Руденко. Генеральный прокурор СССР - Звягинцев Александр Григорьевич. Страница 3
Обвинительный акт был составлен Щегловитовым 23 марта 1905 года. «Злоумышленником» оказался И. П. Каляев, член боевой организации партии социалистов-революционеров. Каляева осудили и приговорили к смертной казни через повешение. Выслушав приговор, он заявил: «Я счастлив вашим приговором и надеюсь, что вы исполните его надо мною так же открыто и всенародно, как я исполнил приговор партии. Учитесь мужественно смотреть в глаза надвигающейся революции». Казнь состоялась в ночь на 10 мая 1905 года в Шлиссельбургской крепости. Пройдет время, и Щегловитов наверняка не раз вспомнит и казнь Александра Ульянова, и слова Каляева.
Иван Еригорьевич с восторгом воспринял известие о подписании государем Манифеста от 17 октября 1905 года и искренне приветствовал начавшееся в империи преобразование государственного аппарата, созыв первой Государственной думы.
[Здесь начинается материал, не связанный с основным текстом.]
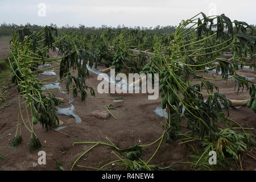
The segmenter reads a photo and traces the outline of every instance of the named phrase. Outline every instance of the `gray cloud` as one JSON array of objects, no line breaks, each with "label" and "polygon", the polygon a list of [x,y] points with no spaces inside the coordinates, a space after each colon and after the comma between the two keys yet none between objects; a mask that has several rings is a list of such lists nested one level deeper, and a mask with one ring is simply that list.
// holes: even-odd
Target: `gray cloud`
[{"label": "gray cloud", "polygon": [[[38,4],[46,5],[46,16],[38,15]],[[155,27],[177,25],[202,11],[210,12],[210,4],[216,5],[217,14],[225,13],[232,20],[255,24],[256,1],[7,1],[0,2],[0,23],[49,24],[68,24],[77,26]]]}]

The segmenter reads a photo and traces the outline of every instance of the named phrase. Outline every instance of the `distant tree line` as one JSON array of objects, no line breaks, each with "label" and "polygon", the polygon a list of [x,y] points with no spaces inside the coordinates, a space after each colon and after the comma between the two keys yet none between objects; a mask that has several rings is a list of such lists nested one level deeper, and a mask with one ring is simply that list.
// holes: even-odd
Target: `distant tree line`
[{"label": "distant tree line", "polygon": [[[167,26],[165,27],[157,26],[155,27],[126,27],[124,25],[123,26],[118,26],[117,27],[108,27],[106,25],[102,25],[101,27],[85,27],[83,24],[80,24],[78,27],[75,26],[69,26],[68,24],[65,25],[65,26],[62,26],[60,27],[58,27],[55,24],[51,23],[50,26],[53,27],[58,29],[58,31],[61,35],[61,33],[65,32],[67,31],[72,32],[72,31],[80,31],[82,33],[94,33],[94,34],[101,34],[102,31],[105,30],[107,28],[111,28],[112,29],[118,31],[122,30],[124,29],[133,29],[133,30],[138,30],[140,31],[143,31],[148,33],[150,34],[172,34],[176,30],[176,26]],[[5,23],[2,23],[0,26],[0,36],[12,36],[15,32],[15,31],[19,28],[23,28],[25,27],[29,27],[32,31],[39,31],[40,30],[43,28],[44,26],[38,26],[36,24],[30,24],[30,23],[27,23],[25,25],[20,24],[18,25],[14,23],[12,24],[7,24]],[[251,25],[251,27],[253,29],[253,31],[254,33],[253,34],[254,36],[256,35],[256,24],[255,25]],[[234,27],[234,32],[236,32],[236,28]]]},{"label": "distant tree line", "polygon": [[[77,31],[85,33],[94,33],[94,34],[101,34],[102,31],[105,30],[108,28],[111,28],[114,30],[122,30],[124,29],[134,29],[138,30],[141,31],[144,31],[147,32],[150,32],[151,34],[172,34],[174,32],[176,28],[176,26],[168,26],[165,27],[160,27],[160,26],[157,26],[155,27],[128,27],[125,26],[118,26],[117,27],[109,27],[106,25],[102,25],[101,27],[85,27],[83,24],[80,24],[78,27],[75,26],[69,26],[68,24],[65,26],[62,26],[58,27],[56,24],[51,23],[51,26],[58,29],[58,31],[61,34],[62,32],[69,31]],[[7,24],[5,23],[2,23],[0,26],[0,36],[12,36],[14,33],[15,31],[19,28],[23,28],[25,27],[29,27],[32,31],[39,31],[43,27],[43,26],[38,26],[36,24],[30,24],[30,23],[27,23],[25,25],[20,24],[18,25],[14,23]]]}]

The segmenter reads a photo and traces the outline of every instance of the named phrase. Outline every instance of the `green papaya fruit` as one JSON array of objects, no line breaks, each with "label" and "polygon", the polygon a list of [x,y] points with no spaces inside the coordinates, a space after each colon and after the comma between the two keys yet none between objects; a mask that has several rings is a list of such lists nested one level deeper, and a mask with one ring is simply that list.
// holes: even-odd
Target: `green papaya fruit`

Он даже участвовал в выработке некоторых последовавших вслед за Манифестом законодательных актов, в частности указа от 21 октября, «даровавшего» облегчение всем государственным преступникам, или, как их стали тогда называть, «пострадавшим за деятельность в предшествующий период».
24 апреля 1906 года Щегловитов назначается министром юстиции и генерал-прокурором. На этой высокой должности оставался девять лет, несмотря на частую смену председателей Совета министров. Ему одновременно были вверены посты статс-секретаря императора, члена Государственного совета и сенатора.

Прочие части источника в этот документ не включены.